Malcom Pagani, Il Fatto Quotidiano 29/5/2014, 29 maggio 2014
“RECITO PER SENTIRMI UN PO’ MENO SOLA”
[L’attrice Sabrina Impacciatore] –
Sua madre le consigliava di scegliersi un mestiere vero: “Ogni mattina mi sbatteva sul muso le offerte di lavoro, sono cresciuta con l’odore della carta stampata sulla faccia”. Suo padre, direttore di una delle filiali sarde della Bosch, si era licenziato a 50 anni: “Assecondando un’anima idealista e fricchettona che dai viaggi lo faceva ritornare pieno di collane e paccottiglia”, ma per la figlia avrebbe voluto l’orario d’ufficio. Sabrina Impacciato-re, salita per la prima volta sul palco da bambina, è rimasta in bilico sulla realtà senza ascoltare la dissuasione familiare: “Ma li ringrazio, se non si fossero opposti ai miei sogni non avrei saputo quanto davvero li desiderassi”. Per interpretare Mimì la Petit, guida di una compagnia di ballerine in Pane e Burlesque, studiare “quella dea di grazia e femminilità che è Dita Von Teese”, trascinarsi a Monopoli per la commedia d’esordio di Manuela Tempesta: “Pur avendo due sole settimane per imparare il pugliese e il varietà” c’è voluta curiosità: “Il tema si distanziava dalle due camere e cucina di tanto cinema italiano e ho accettato. Nella creazione del personaggio, come solo i grandi costumisti sanno fare, mi ha aiutato molto Antonella Cannarozzi”.

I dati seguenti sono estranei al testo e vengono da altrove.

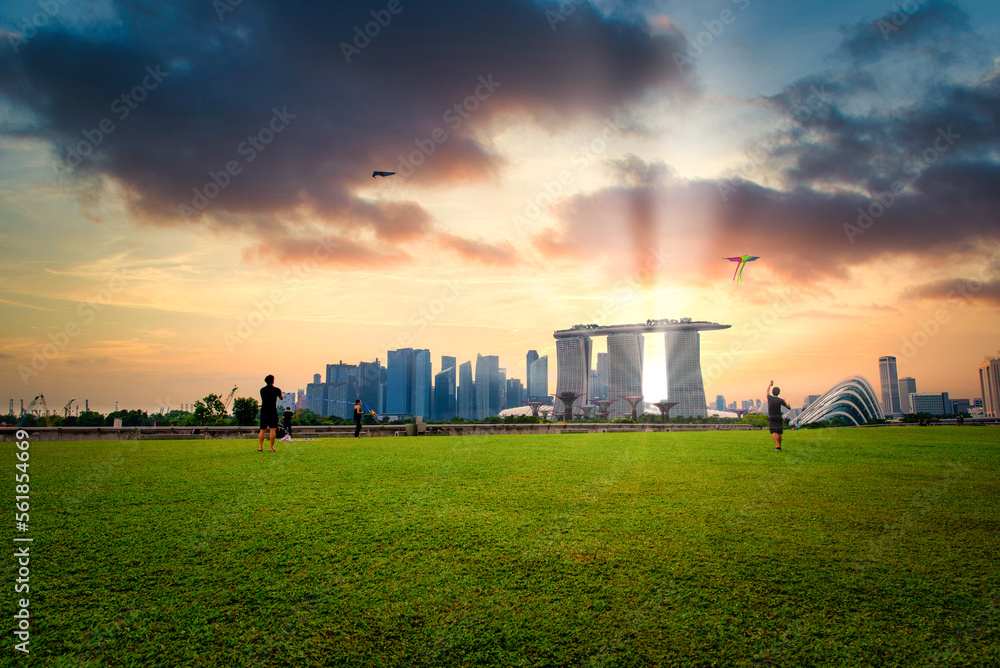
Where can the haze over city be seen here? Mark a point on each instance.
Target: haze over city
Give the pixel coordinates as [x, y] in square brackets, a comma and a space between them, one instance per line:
[187, 199]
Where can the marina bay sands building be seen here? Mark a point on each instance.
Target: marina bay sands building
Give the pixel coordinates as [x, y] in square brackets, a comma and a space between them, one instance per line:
[682, 340]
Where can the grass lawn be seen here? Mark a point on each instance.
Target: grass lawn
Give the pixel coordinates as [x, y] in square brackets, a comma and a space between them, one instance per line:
[851, 547]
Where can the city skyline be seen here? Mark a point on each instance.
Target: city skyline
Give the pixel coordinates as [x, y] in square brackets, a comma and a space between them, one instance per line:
[203, 213]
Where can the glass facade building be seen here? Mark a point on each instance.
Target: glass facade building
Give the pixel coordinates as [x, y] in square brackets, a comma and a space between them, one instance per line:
[890, 386]
[624, 372]
[573, 356]
[852, 399]
[684, 380]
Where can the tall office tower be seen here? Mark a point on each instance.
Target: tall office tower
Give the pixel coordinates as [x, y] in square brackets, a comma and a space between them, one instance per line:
[341, 389]
[907, 386]
[502, 385]
[600, 391]
[539, 388]
[466, 392]
[890, 386]
[515, 393]
[444, 393]
[529, 360]
[422, 382]
[488, 393]
[624, 371]
[573, 356]
[370, 384]
[399, 381]
[989, 384]
[316, 397]
[446, 398]
[684, 381]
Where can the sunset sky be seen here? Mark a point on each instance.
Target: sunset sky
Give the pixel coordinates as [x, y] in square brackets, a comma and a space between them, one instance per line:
[187, 200]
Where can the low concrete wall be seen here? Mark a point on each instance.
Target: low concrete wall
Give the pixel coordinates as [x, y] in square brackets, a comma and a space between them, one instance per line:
[346, 431]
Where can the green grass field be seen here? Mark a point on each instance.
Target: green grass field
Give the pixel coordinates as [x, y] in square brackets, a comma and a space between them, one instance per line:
[852, 547]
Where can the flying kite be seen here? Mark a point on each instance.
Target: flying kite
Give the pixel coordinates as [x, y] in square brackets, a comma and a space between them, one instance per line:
[742, 259]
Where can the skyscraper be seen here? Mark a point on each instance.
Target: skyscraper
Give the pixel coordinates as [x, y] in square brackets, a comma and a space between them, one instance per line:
[466, 392]
[907, 386]
[625, 353]
[573, 356]
[529, 360]
[488, 392]
[684, 380]
[989, 383]
[422, 381]
[539, 388]
[399, 381]
[890, 386]
[600, 389]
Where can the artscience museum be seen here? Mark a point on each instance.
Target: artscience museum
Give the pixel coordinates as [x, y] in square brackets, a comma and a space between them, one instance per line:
[852, 399]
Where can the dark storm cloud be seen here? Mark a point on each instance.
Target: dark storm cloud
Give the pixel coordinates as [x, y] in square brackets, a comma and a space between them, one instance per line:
[865, 175]
[208, 116]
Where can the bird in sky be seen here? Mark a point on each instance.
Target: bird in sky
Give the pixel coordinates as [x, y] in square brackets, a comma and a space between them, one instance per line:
[742, 259]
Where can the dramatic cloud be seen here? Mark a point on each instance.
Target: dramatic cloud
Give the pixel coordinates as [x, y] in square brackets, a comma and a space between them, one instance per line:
[225, 117]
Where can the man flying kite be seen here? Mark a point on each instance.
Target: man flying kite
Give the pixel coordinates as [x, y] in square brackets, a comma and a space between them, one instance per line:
[742, 259]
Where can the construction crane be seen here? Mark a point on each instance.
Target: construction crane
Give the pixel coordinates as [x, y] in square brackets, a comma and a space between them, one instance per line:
[225, 404]
[31, 410]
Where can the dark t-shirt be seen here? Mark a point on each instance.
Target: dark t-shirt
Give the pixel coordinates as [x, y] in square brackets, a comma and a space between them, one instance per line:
[269, 395]
[774, 405]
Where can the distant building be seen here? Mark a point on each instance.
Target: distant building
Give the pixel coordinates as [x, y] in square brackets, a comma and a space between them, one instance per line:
[989, 383]
[538, 388]
[445, 398]
[600, 389]
[907, 386]
[684, 380]
[466, 392]
[488, 392]
[399, 382]
[852, 399]
[423, 380]
[890, 386]
[624, 371]
[924, 402]
[529, 360]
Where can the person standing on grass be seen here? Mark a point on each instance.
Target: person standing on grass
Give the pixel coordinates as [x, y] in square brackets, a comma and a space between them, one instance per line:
[774, 421]
[358, 414]
[269, 396]
[286, 422]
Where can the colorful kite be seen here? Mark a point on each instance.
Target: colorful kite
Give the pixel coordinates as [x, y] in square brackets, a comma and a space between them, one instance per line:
[742, 259]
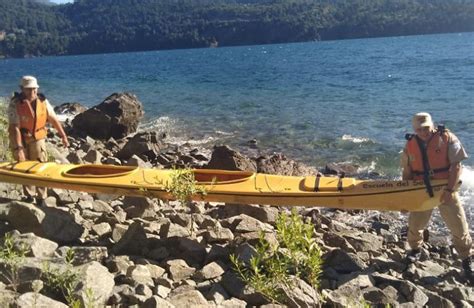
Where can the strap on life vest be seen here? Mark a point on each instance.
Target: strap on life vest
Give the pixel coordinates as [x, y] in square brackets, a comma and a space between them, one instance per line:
[316, 182]
[426, 167]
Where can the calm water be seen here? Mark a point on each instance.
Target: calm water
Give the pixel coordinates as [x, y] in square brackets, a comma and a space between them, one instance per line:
[317, 102]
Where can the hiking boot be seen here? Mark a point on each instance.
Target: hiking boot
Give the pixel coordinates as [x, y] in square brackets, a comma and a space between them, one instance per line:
[413, 256]
[40, 202]
[28, 199]
[467, 266]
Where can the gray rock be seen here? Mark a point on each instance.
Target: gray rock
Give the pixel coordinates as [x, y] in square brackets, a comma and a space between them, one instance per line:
[245, 223]
[140, 274]
[133, 241]
[409, 290]
[141, 144]
[186, 299]
[51, 223]
[137, 161]
[266, 214]
[226, 158]
[35, 246]
[102, 229]
[218, 235]
[191, 250]
[75, 157]
[280, 164]
[85, 254]
[101, 207]
[113, 161]
[344, 262]
[7, 298]
[157, 302]
[32, 299]
[376, 296]
[70, 108]
[95, 277]
[93, 157]
[365, 242]
[335, 240]
[179, 269]
[235, 287]
[173, 230]
[162, 291]
[234, 303]
[301, 295]
[210, 271]
[435, 300]
[217, 294]
[117, 116]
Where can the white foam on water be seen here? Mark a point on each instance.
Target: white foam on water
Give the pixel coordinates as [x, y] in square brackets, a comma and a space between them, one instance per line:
[160, 124]
[355, 139]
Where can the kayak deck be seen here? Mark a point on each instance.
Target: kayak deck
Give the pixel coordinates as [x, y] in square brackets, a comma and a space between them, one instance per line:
[230, 186]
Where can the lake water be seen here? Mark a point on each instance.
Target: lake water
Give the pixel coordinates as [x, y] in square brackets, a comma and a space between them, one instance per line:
[317, 102]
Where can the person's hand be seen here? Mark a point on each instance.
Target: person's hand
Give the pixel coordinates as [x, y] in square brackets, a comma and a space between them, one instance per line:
[21, 155]
[65, 141]
[446, 197]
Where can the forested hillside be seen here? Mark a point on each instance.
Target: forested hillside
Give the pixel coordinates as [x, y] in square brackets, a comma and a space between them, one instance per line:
[28, 28]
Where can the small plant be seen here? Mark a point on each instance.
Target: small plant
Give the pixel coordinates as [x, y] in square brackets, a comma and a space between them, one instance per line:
[272, 267]
[183, 186]
[11, 258]
[63, 283]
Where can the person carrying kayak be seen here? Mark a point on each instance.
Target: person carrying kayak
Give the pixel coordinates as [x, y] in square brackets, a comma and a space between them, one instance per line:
[436, 153]
[28, 114]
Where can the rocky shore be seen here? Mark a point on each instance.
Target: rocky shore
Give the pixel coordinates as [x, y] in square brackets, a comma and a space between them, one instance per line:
[141, 252]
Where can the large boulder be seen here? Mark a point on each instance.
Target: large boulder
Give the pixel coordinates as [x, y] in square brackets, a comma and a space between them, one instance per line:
[223, 157]
[280, 164]
[117, 116]
[70, 109]
[142, 144]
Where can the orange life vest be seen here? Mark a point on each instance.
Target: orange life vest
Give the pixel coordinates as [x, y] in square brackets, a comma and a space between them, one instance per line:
[32, 122]
[437, 153]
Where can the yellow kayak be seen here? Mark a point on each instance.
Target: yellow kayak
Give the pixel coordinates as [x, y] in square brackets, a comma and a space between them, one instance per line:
[230, 186]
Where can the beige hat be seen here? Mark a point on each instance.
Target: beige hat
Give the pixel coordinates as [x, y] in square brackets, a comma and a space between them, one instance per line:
[422, 119]
[29, 82]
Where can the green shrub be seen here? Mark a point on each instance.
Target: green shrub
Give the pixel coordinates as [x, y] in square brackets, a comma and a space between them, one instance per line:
[183, 186]
[62, 283]
[11, 258]
[273, 266]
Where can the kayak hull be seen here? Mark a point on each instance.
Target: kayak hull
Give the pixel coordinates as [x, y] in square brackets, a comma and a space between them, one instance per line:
[230, 186]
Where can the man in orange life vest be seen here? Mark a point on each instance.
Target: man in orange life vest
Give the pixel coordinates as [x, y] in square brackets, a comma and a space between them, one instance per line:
[437, 154]
[28, 114]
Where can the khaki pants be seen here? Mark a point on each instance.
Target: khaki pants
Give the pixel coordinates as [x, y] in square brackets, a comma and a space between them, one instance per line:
[454, 218]
[35, 150]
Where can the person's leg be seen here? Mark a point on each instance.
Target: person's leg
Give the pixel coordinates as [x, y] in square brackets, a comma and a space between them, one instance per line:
[38, 152]
[28, 190]
[417, 222]
[455, 219]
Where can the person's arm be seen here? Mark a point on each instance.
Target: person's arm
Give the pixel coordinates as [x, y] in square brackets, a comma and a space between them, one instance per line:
[54, 121]
[453, 178]
[17, 142]
[406, 173]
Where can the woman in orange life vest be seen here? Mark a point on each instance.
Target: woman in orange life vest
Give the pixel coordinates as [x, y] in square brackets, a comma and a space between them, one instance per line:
[28, 114]
[436, 154]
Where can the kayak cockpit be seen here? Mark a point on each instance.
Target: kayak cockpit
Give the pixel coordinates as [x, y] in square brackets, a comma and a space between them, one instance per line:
[217, 177]
[99, 171]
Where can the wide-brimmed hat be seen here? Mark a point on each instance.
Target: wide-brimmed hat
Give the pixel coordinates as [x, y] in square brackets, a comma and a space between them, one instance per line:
[29, 82]
[422, 119]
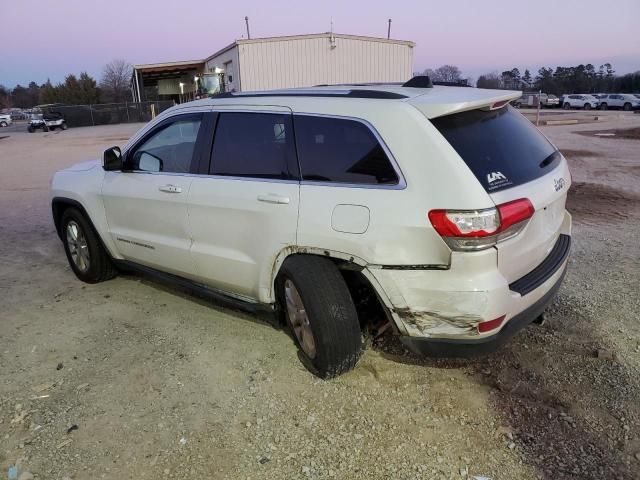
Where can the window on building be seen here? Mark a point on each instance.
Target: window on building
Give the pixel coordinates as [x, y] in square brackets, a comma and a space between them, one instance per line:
[341, 150]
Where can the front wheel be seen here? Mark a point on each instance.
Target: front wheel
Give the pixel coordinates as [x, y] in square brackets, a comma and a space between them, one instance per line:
[320, 312]
[86, 255]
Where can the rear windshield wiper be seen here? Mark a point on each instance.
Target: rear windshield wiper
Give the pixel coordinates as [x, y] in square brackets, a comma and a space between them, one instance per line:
[550, 159]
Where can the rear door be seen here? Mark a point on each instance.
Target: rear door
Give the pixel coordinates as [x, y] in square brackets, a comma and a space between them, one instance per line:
[243, 208]
[513, 160]
[146, 204]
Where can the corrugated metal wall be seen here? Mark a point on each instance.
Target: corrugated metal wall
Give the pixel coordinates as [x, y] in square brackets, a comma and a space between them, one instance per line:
[306, 62]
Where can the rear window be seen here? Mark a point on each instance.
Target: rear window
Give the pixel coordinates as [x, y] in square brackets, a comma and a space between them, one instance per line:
[501, 147]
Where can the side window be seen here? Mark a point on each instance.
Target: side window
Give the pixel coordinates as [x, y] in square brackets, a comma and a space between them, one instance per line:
[258, 145]
[341, 150]
[169, 149]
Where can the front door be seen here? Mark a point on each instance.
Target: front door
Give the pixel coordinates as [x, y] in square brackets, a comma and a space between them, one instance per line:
[245, 211]
[146, 203]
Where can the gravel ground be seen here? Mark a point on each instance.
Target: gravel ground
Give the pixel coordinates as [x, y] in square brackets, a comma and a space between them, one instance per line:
[131, 379]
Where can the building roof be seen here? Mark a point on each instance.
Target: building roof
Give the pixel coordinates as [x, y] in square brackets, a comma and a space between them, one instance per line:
[284, 38]
[161, 67]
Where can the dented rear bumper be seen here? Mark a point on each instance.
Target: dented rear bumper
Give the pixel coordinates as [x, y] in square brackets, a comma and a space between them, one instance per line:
[438, 312]
[435, 347]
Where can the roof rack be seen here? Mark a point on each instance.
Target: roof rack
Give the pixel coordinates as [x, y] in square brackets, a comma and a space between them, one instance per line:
[419, 81]
[358, 93]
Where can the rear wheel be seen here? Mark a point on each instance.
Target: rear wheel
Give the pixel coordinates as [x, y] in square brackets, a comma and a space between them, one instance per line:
[320, 312]
[86, 255]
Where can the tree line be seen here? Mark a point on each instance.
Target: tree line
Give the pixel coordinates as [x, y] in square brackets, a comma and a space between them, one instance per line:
[577, 79]
[74, 90]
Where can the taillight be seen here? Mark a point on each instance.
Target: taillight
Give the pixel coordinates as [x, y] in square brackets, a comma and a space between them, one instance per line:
[480, 229]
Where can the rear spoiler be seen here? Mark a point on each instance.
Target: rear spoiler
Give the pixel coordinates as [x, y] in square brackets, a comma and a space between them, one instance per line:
[448, 100]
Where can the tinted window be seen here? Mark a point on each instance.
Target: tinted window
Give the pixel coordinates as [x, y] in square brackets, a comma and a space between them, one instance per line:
[501, 147]
[170, 149]
[254, 145]
[340, 150]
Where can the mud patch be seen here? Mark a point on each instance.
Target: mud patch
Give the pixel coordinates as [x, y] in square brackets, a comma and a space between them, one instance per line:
[578, 153]
[627, 133]
[593, 203]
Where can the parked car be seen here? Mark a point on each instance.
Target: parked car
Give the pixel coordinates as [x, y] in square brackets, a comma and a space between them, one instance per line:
[624, 101]
[46, 121]
[5, 119]
[438, 209]
[531, 100]
[586, 102]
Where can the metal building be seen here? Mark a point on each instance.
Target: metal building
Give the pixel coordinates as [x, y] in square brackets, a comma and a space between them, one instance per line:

Dopo aver recitato per Scola, Muccino, Mel Gibson, Veronesi e Virzì, l’insoddisfazione è simile agli inizi: “Non mi sento mai all’altezza, quando mi rivedo mi dispero” e l’ambizione, più di una promessa a bassa voce con se stessa “spero di rimanere con il cuore a stretto contatto con la creatività”. In campagna, da ragazzi, Sabrina inventava l’orizzonte: “Ci trasferimmo dal Prenestino a Fonte Meravigliosa, tutta l’adolescenza a pescare girini, catturare lucertole, suonare chitarre e pilotare go-kart”. In scena, senza limiti di velocità, non va poi troppo diversamente: “Recitare è una forma di salvezza, uno strumento per indagare miserie, grandezze e debolezze della vita, una missione che si può affrontare solo se si è malati di passione e se si pensa che si possa amplificare un sentimento e trasmetterlo per sentirti meno solo”. A volte, tra un passaggio di tempo: “In una precarietà di prospettive che è l’unica maniera che conosco per non abituarmi alla ripetitività” e un errore di valutazione: “Del resto non me ne frega assolutamente niente, ma quando un regista non racconta attraverso di me quel che potrebbe raccontare mi avvilisco” si fanno anche incontri straordinari: “Mel Gibson e Valerio Binasco, persone speciali che sanno stimolare le molte corde, quelle nascoste soprattutto, di un attore”.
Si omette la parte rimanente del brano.